鳥の次は豚?-中国・四川省豚連鎖球菌の人感染が脅威

テーマ:国際―アジア

豚の連鎖球菌が人に感染―中国四川省

家畜業者を襲う奇病
自家製ワクチン乱用で感染助長か
貧農の衛生管理 行き届かず

 中国四川省資陽市周辺で豚の連鎖球菌が人に感染して発病したとされる奇病が養豚農家の間で広がり、死者や重体を含む感染者数がじわじわと増えて深刻化している。発病者はいずれも病気を患った豚を処分する際、直接、豚と接触しており、地方農村の家畜飼育や食肉処理に関する衛生管理の不備が浮き彫りになった。新型肺炎(重症急性呼吸器症候群=SARS)騒ぎと同様、中国人特有の食用動物に対する扱い方が、貧農問題とも重なり、国境を超える「食」のリスクを改めて問い直している。

(香港・深川耕治)


 豚の連鎖球菌が人に感染して発病したのは、病死した豚・羊の処理や原因不明の病気を患った豚と接したり、豚肉を扱った低所得層の農夫らだ。四川省の省都・成都市から南東約五十㌔に位置する四川省資陽市や隣接する内江市周辺の農村で、六月末以降、次々と発生し、嘔吐(おうと)や発熱、皮下出血によるショック状態から死亡するケースもあり、原因不明の奇病として二十三日以降、香港メディアで一斉に報じられ始めた。
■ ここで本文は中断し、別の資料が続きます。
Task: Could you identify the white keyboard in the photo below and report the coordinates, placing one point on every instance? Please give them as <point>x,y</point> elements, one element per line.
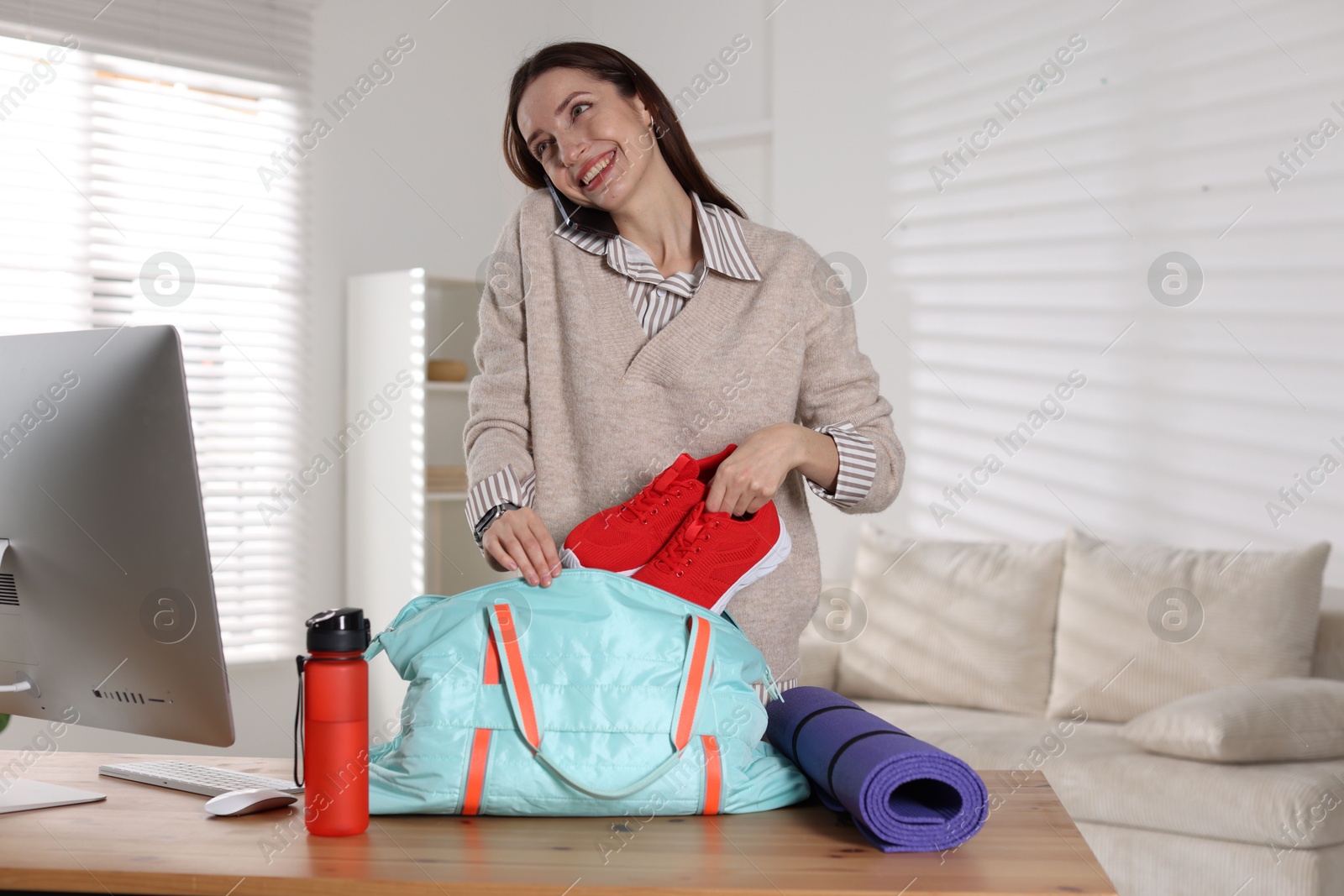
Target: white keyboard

 当初、四川省衛生庁は死者十七人、重体十二人を含む五十八人が原因不明の疾病に感染したと公表。「感染が広がる気配はない」としていたが、中国衛生省は二十六日正午(日本時間同午後一時)現在、死者が二十四人、感染者数は疑い例を含めて百十七人に達したことを明らかにし、事態が深刻化していることを示唆した。


 香港で同問題が大きく報じられているのは、資陽市最大の冷凍肉販売会社が冷凍豚肉を香港に輸出しており、SARS同様、飛沫(ひまつ)感染の可能性があれば深刻な事態に発展しかねないと憂慮したためだ。


 すでに香港の大手スーパー、パークンショップ(百佳)やウェルカム(恵康)では四川省産冷凍豚肉の輸入販売一時停止に踏み切り、中国当局も後手ながら資陽市や内江市の輸出用豚肉の輸出一時停止措置を取った。香港政府は、同問題を注視しつつも、豚肉の総売り上げ激減を憂慮し、四川省産の豚肉輸入禁止措置は行っていない。


 原因不明の疾病に頭を抱えていた四川省政府は、専門家チームを現地で派遣して原因を究明。衛生省と農業省は二十五日、原因不明の奇病を豚の連鎖球菌に人が感染したために発病したとする調査結果を発表した。病気にかかった豚を処理したり、生の豚肉を扱った農民が発病していることから、家畜の飼育方法や食肉処理の衛生管理に不備があったことが徐々に浮き彫りになってきた。


 この豚の連鎖球菌は、正確には家畜伝染病の病原体の一つ、ストレプトコッカス・スイスⅡ型。死亡率は10―50%で毒性が強いが、人と人の感染はないとされる。香港衛生防護センターによると、昨年五月から今年七月までに香港人九人が豚や豚肉を扱って豚の連鎖球菌に感染し、そのうち一人が死亡。治癒しても合併症を併発したり、聴力を失うなどの後遺症に悩まされるケースも多い。


 四川省当局によると、同省内の四十三の郷鎮のうち七十三の村で飼育した豚四百六十九匹が何らかの病気を引き起こして発病しており、世界保健機関(WHO)は「豚の連鎖球菌による感染例としては、史上最大規模」と警告。ただ、二〇〇二年のSARS騒ぎに比べて中国政府の対応が迅速であることをWHOは評価している。


 香港の養豚業者らは中国農村部で飼育された豚について「輸出用を含め、低コストを優先するあまり、豚に安価な自家製ワクチンを乱用投与することで病死する豚の割合が15%前後まで増えた。その影響で他の健康な豚の死亡率も高まり、いったん、伝染病が発生すると手の付けようがなくなる」と指摘する。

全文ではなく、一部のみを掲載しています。